The US army is not suited to a quasi-imperial vision. Built for high-intensity war-fighting, it has difficulty engaging in peace
operations and, once abroad, it lacks both staying power and nation-building skills. By contrast, the UN has credibility and legitimacy
in reintegration of former combatants, reconciliation of former enemies and reconstruction of war-torn societies.
After Abu Ghraib, the damage to US credibility and image in the Arab-Islamic world will take a generation to recover. Iraq's recovery must
start now. The following is a sketch of the tasks requiring urgent attention in Iraq.

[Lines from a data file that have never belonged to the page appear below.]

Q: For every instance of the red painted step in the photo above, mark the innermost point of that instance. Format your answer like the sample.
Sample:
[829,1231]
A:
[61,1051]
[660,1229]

First, stabilising the security situation. The current trends are in the wrong direction, with far too many kidnappings, attacks on and casualties
among Iraqi officials and civilians, occupying forces and humanitarian agencies. The maintenance of law and order has displaced the building of a
new Iraq as the top priority. The depressing spiral towards the breakdown of law and order has to be halted and
reversed. Insurgents must be tracked down, contained, progressively constricted to narrower operating bases,
and eventually defeated. This may require readjustments in the force mix of military units and contributors, and a better balance between
responding to provocations without alienating hearts and minds.
Resolution 1546 can provide the mandate for a new command structure. We also need appropriate force contributions from Arab, Islamic and other
countries. France is lukewarm: last year's indignation is this year's apathy. But the Organisation of Islamic Conference recently concluded a
special meeting where it called for greater contributions form members to a UN-controlled operation.
Second, the recovery of domestic, regional and international legitimacy. For all three, some form of constitutional recognition by the Security
Council was always going to be necessary. The UN has had to tread the fine
line between being seen as legitimising an illegal and unjust war by collaborating with the occupiers, and abandoning the people of Iraq who
are the true victims thrice over (of Saddam's brutality, UN sanctions and US war).
Resolution 1546 endorses the formation, by June 30, 2004, of an interim government, transparently an American creation, with qualified sovereignty
and time-limited legitimacy. A Transitional National Assembly is to be convened on the basis of direct elections by the end of 2004 if possible,
or by the end of January 2005 otherwise, to draft a constitution under which a new government will be chosen by 31 December 2005.
The Special Representative of the UN Secretary-General will assist the political process. But Lakhdar Brahimi has publicly described Paul Bremer
as the dictator who calls the shots in Iraq. Domestic legitimacy will be fully recovered only with the genuine transfer of power and return of
confiscated sovereignty by the end of the process, not on June 30. Third, the reconstruction of Iraqi infrastructure.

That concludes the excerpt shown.